Director: Marc Daniels
Writers: Don M. Mankiewcz and Steven W. Carabatsos
Cast: William Shatner, Leonard Nimoy, Percy Rodriguez, Elisha Cook, Joan Marshall, DeForest Kelley, Nichelle Nichols, Richard Webb, Hagan Beggs, Winston DeLugo, Alice Rawlings, Nancy Wong, Bart Conrad, William Meader, and Reginald Lal Singh
Composer: Alexander Courage
Air Date: 2/2/1967
Production #: 6149-15
After an automated report concerning the death of a crewman conflicts with Kirk’s testimony, the Enteprise captain is court martialed on the charge of criminal negligence. To further complicate matters, one of Kirk’s old girlfriends, Areel Shaw (Joan Marshall), turns out to be the prosecuting attorney.
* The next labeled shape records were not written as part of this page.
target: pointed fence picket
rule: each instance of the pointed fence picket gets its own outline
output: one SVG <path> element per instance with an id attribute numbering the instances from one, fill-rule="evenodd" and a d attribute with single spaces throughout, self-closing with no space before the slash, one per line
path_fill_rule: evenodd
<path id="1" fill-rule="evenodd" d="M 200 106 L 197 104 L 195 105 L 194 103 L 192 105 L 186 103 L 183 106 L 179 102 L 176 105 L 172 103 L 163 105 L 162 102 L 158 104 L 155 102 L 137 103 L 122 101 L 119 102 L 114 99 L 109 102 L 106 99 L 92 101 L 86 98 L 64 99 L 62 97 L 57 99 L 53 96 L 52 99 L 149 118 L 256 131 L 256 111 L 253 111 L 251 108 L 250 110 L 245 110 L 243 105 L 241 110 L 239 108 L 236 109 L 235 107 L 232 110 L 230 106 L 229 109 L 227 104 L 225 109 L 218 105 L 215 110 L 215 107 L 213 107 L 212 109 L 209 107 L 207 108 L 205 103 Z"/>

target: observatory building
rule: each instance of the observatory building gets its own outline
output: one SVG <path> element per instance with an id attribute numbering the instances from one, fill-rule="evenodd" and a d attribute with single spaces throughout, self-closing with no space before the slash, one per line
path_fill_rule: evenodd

“Court Martial” is an entertaining, if slightly underwhelming, piece. Though a number of confusing plot elements stemming from last-minute script changes are present, William Shatner’s ability to embody Captain Kirk’s steadfast qualities during a trying ordeal redeems this episode from its minor weak points.
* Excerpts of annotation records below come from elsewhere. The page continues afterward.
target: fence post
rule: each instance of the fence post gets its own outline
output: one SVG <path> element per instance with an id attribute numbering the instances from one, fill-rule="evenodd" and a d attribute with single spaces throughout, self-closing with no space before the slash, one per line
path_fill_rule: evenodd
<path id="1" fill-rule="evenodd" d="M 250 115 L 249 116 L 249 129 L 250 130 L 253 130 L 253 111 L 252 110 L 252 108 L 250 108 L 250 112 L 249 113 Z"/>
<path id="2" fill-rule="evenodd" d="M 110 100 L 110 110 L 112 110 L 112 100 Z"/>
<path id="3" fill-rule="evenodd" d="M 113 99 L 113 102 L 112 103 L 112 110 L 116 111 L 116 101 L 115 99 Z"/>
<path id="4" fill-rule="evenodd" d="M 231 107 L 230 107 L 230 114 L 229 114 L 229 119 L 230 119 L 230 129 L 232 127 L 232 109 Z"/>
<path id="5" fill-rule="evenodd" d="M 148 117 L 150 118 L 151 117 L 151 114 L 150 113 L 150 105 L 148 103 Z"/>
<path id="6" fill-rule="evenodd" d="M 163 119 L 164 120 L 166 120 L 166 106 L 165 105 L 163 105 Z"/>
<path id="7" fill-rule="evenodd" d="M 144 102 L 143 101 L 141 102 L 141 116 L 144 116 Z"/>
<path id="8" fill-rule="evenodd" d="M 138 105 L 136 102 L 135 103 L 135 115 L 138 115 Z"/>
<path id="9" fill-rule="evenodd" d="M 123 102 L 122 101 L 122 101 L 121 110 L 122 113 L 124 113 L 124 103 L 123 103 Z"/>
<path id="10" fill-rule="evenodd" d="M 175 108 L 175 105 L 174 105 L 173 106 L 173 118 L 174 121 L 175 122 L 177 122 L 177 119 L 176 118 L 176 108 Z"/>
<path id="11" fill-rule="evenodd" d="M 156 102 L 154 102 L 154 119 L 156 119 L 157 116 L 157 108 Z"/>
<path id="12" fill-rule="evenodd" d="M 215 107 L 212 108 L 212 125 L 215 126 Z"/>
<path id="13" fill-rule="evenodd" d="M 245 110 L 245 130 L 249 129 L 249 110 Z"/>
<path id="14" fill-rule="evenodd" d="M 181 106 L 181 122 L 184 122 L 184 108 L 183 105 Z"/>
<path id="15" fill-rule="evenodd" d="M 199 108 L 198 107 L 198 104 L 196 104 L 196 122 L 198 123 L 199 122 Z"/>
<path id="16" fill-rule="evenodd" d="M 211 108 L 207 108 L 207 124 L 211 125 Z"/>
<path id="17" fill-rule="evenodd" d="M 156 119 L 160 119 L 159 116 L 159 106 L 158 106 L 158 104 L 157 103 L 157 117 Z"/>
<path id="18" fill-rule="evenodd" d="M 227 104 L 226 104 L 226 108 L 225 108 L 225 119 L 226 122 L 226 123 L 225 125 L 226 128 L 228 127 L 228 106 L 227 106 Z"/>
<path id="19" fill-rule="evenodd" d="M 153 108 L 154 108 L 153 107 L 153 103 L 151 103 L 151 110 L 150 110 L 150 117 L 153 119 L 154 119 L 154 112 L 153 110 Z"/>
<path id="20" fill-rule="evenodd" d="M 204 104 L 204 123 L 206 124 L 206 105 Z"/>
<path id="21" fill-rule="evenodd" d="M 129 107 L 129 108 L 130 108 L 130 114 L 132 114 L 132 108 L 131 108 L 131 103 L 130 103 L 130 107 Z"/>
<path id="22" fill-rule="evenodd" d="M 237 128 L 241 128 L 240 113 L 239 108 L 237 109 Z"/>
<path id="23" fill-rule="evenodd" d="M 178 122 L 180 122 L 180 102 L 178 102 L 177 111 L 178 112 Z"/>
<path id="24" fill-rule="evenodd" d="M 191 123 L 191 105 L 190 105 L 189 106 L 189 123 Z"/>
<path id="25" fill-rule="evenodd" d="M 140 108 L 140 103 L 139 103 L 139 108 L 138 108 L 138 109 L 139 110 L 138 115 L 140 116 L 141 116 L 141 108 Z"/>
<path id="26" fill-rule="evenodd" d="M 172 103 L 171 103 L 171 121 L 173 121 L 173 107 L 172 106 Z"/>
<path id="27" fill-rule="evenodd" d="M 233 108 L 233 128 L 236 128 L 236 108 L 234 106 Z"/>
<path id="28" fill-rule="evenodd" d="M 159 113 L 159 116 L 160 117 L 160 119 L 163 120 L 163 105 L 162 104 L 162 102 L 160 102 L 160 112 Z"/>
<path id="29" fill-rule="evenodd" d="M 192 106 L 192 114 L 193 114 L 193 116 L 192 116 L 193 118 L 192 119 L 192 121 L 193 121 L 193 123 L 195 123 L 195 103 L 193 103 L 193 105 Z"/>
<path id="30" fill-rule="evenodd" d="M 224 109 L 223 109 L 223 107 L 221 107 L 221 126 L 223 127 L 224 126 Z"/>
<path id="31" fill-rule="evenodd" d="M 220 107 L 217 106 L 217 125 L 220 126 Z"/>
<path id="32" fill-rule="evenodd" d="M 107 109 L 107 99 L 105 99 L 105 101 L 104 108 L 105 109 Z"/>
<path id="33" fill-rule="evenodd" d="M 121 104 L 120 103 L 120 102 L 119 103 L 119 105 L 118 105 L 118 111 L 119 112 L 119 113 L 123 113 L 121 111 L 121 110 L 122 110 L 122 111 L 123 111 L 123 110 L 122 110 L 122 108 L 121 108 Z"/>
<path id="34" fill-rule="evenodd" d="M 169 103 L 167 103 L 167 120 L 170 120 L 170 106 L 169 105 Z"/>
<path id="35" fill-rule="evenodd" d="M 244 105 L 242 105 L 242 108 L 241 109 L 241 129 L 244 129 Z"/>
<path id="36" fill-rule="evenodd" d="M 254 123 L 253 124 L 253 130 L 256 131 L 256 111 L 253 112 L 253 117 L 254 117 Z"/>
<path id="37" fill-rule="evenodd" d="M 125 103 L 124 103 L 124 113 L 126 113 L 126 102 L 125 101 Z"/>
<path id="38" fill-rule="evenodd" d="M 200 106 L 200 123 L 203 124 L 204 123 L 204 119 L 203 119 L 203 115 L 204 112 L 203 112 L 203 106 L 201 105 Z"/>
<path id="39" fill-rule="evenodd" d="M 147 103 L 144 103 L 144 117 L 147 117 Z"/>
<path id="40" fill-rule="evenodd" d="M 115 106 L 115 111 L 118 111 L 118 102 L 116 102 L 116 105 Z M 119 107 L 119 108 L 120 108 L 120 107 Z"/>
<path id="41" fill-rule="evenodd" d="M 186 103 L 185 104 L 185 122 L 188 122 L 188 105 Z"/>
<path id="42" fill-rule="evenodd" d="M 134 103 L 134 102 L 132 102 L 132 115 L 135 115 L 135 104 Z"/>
While the outcome of Kirk’s trial can be easily predicted from the onset, the actual proceedings result in many intense character interactions. For instance, Lieutenant Shaw’s prosecution of Kirk places both individuals in an uncomfortable position because of their past involvement with one another (a similar dynamic occurs in Star Trek: The Next Generation’s “The Measure of a Man” when Commander Riker is forced to present evidence against Data’s case). This tense situation only escalates when Spock and McCoy are required to testify for and against the character of James T. Kirk. Ultimately, the compelling performances of Shatner, Marshall, Cook, and Nimoy effectively carry an otherwise mediocre narrative, while a memorable twist ending makes for an exciting conclusion to the trial storyline.
Given Shaw’s obvious conflict of interest, the court’s decision to assign the lieutenant to Kirk’s case makes little sense. Even though the stakes are raised by the opposition of Kirk’s former love interest, no explanation is provided from either a legal or logical standpoint that would justify her ability to operate without bias in these hearings.
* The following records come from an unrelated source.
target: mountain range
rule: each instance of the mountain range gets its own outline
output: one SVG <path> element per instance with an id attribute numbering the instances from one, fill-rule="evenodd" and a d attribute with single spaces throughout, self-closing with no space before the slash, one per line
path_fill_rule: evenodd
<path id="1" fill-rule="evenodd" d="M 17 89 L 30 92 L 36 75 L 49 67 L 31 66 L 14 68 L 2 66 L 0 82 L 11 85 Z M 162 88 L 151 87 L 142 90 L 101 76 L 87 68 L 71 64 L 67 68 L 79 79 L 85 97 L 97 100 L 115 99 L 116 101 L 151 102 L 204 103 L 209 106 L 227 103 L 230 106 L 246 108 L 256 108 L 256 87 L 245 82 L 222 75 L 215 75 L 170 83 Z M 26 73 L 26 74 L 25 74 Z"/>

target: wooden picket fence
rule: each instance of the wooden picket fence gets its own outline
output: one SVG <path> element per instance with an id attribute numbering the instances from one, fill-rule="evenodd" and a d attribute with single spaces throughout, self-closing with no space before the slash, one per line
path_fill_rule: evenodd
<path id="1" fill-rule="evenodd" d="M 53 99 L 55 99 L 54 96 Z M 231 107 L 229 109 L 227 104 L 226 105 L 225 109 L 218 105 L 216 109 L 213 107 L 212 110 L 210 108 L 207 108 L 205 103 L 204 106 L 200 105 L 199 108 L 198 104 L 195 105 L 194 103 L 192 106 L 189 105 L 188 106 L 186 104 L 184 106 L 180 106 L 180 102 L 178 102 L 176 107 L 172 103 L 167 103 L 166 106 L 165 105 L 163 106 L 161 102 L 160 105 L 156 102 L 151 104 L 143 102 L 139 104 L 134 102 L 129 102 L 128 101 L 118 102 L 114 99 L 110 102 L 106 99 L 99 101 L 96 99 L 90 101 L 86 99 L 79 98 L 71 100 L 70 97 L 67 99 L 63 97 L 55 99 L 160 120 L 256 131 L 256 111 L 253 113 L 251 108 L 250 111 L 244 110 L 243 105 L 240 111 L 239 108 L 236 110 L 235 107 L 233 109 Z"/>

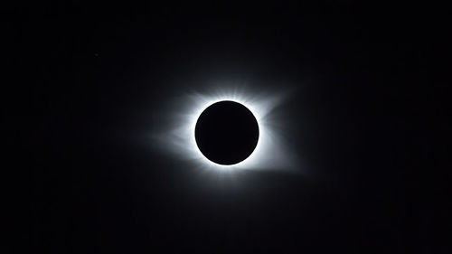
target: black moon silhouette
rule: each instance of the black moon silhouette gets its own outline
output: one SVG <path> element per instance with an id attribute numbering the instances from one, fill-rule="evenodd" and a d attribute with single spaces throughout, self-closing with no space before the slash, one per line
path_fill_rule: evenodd
<path id="1" fill-rule="evenodd" d="M 259 125 L 250 109 L 230 100 L 212 104 L 196 122 L 194 136 L 210 161 L 231 165 L 248 158 L 258 145 Z"/>

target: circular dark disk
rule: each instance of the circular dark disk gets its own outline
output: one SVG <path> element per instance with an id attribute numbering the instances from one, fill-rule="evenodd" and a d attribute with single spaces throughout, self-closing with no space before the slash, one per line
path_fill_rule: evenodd
<path id="1" fill-rule="evenodd" d="M 219 165 L 234 165 L 248 158 L 256 148 L 259 125 L 245 106 L 223 100 L 202 111 L 194 136 L 206 158 Z"/>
Much like “The Ultimate Computer,” “Court Martial” presents an intriguing commentary on whether technological advancements could ever supersede human judgment. On one hand, Commodore Stone (Percy Rodriguez) initially doubts the testimony of Kirk in favor of the account provided by a supposedly infallible computer. However, as Spock later discovers through a series of chess matches, reliance on technology over the word of an honest, morally-grounded human being can lead to grave consequences. While this episode fails to explore the concept of man versus machine with the same nuanced insight as the season two offering mentioned earlier, Star Trek fans should nonetheless enjoy “Court Martial” for its philosophical undertones.
In spite of several continuity flaws, “Court Martial” succeeds thanks to its fascinating mystery plot coupled with a riveting finale. Likewise, science fiction enthusiasts should appreciate this episode’s examination of potential problems centering on hypothetical technology, even though some viewers may prefer spacefaring adventures over starbase settings.